If you must run a body parser earlier in the chain, configure it to expose rawBody on ctx.request (koa-bodyparser does this when you pass { enableRawBody: true }) and the adapter picks it up automatically.

NestJS

Terminal window
pnpm add @awbx/cronix-adapter-nest

NestJS-on-Express runs Express’s body parser by default. Bootstrap with bodyParser: false so the cronix adapter sees the raw bytes:

import { NestFactory } from "@nestjs/core";
import { NestExpressApplication } from "@nestjs/platform-express";
import { AppModule } from "./app.module";
const app = await NestFactory.create<NestExpressApplication>(AppModule, {
bodyParser: false,
});

Then mount cronix as Express middleware on the underlying instance:

import { handle } from "@awbx/cronix-adapter-nest";
import { MANIFEST_PATH, TRIGGER_PATH_PREFIX } from "@awbx/cronix-sdk";
app.use(MANIFEST_PATH, handle((req) => cron.handle(req)));
app.use(`${TRIGGER_PATH_PREFIX}:name`, handle((req) => cron.handle(req)));

Or invoke from inside a Nest controller:

import { All, Controller, Next, Req, Res } from "@nestjs/common";
import type { NextFunction, Request, Response } from "express";
import { handle } from "@awbx/cronix-adapter-nest";
@Controller()
export class CronController {
private readonly wrap = handle((req) => cron.handle(req));
@All("/.well-known/cron-manifest")
manifest(@Req() req: Request, @Res() res: Response, @Next() next: NextFunction) {
return this.wrap(req, res, next);
}
}

For NestFastify apps, install @awbx/cronix-adapter-fastify directly — the underlying Fastify req/reply shapes match.

No-adapter platforms

Any runtime that natively exposes Web Fetch Request / Response calls cron.handle directly.
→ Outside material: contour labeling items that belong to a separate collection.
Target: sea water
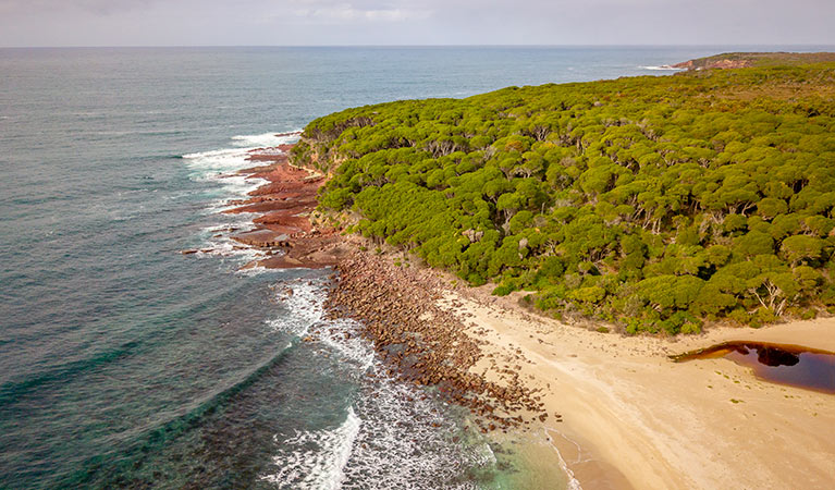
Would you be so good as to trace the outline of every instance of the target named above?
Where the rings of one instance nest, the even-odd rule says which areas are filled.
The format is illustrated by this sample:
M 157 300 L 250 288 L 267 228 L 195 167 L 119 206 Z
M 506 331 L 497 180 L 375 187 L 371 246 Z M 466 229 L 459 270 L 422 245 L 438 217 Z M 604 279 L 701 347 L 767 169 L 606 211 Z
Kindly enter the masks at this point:
M 1 49 L 0 487 L 523 485 L 323 317 L 331 271 L 240 270 L 219 211 L 258 182 L 223 175 L 347 107 L 730 49 Z

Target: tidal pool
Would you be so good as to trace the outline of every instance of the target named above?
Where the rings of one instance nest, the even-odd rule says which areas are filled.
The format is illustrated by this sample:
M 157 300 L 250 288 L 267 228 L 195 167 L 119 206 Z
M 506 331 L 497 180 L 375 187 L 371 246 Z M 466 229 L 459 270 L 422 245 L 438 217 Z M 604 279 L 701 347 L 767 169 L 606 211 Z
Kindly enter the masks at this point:
M 676 363 L 720 357 L 751 368 L 764 381 L 835 394 L 835 353 L 827 351 L 734 341 L 671 356 Z

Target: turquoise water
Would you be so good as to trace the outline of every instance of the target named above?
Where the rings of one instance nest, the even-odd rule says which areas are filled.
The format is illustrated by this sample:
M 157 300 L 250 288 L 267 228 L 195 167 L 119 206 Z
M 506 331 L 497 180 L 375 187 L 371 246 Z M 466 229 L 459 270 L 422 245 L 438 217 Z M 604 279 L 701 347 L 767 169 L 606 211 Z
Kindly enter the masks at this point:
M 500 487 L 458 411 L 367 380 L 328 271 L 238 271 L 219 175 L 346 107 L 724 50 L 1 49 L 0 487 Z

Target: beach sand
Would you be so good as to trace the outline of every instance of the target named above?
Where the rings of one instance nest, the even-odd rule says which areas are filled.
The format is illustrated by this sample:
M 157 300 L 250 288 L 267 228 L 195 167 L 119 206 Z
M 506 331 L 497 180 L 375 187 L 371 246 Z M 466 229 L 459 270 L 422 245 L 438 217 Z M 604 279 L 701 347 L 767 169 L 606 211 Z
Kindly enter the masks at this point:
M 529 429 L 541 442 L 531 457 L 558 464 L 558 450 L 582 488 L 835 483 L 833 395 L 761 381 L 727 359 L 667 357 L 730 340 L 835 352 L 835 319 L 712 328 L 670 340 L 562 324 L 484 291 L 464 296 L 450 291 L 441 303 L 471 321 L 470 331 L 488 341 L 483 350 L 520 352 L 528 360 L 521 379 L 545 388 L 547 411 L 562 415 Z
M 254 160 L 268 166 L 243 173 L 270 183 L 228 211 L 262 213 L 257 232 L 235 240 L 285 249 L 254 265 L 335 265 L 342 273 L 333 306 L 347 307 L 366 322 L 364 334 L 379 352 L 402 338 L 422 336 L 422 342 L 408 342 L 407 352 L 414 348 L 422 359 L 419 369 L 410 368 L 409 379 L 420 384 L 442 380 L 453 401 L 487 414 L 477 427 L 514 445 L 527 461 L 532 471 L 527 488 L 554 488 L 548 475 L 554 475 L 549 468 L 555 466 L 587 490 L 835 485 L 835 396 L 759 380 L 728 359 L 677 364 L 668 358 L 725 341 L 835 352 L 835 319 L 758 330 L 713 327 L 672 339 L 567 326 L 527 311 L 518 294 L 494 297 L 489 285 L 453 285 L 457 281 L 450 274 L 417 265 L 397 267 L 408 264 L 409 256 L 389 247 L 382 254 L 363 253 L 373 244 L 334 231 L 320 233 L 308 216 L 321 180 L 290 167 L 286 152 L 254 154 Z M 377 299 L 369 297 L 371 290 Z M 504 389 L 496 392 L 496 387 Z M 503 412 L 521 405 L 528 408 Z

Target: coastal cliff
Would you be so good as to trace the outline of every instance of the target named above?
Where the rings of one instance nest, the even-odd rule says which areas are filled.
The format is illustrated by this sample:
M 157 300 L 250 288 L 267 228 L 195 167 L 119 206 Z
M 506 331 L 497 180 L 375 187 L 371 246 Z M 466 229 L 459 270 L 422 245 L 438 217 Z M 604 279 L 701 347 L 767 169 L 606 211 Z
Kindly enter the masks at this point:
M 751 66 L 790 66 L 809 63 L 834 62 L 832 52 L 726 52 L 697 58 L 673 65 L 684 70 L 727 70 Z

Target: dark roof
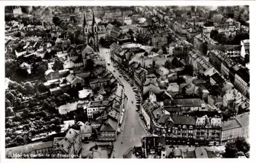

No bridge needed.

Hono (canonical Web Fetch demo)

import { Hono } from "hono";
import { createCron } from "@awbx/cronix-sdk";
const cron = createCron({
app: "billing",
baseUrl: "https://billing.example.com",
secret: process.env.CRON_SECRET!,
});
cron.register({
name: "reconcile",
schedule: "@hourly",
handler: async (ctx) => {
console.log(`run ${ctx.runId} attempt ${ctx.attempt}`);
return { ok: true };
},
});
const app = new Hono();
app.all("*", (c) => cron.handle(c.req.raw, { vars: { traceId: crypto.randomUUID() } }));
export default app;

Bun

Bun.serve({
port: 3000,
fetch: (req) => cron.handle(req),
});

Cloudflare Workers

export default {
fetch(req: Request) {
return cron.handle(req);
},
};

Vercel / Next.js (App Router)

app/[...cronix]/route.ts
import { cron } from "@/lib/cron";
export const GET = (req: Request) => cron.handle(req);
export const POST = (req: Request) => cron.handle(req);

Make sure the route is on the Node runtime (the default) or the Edge runtime — both work because the SDK uses Web Crypto only.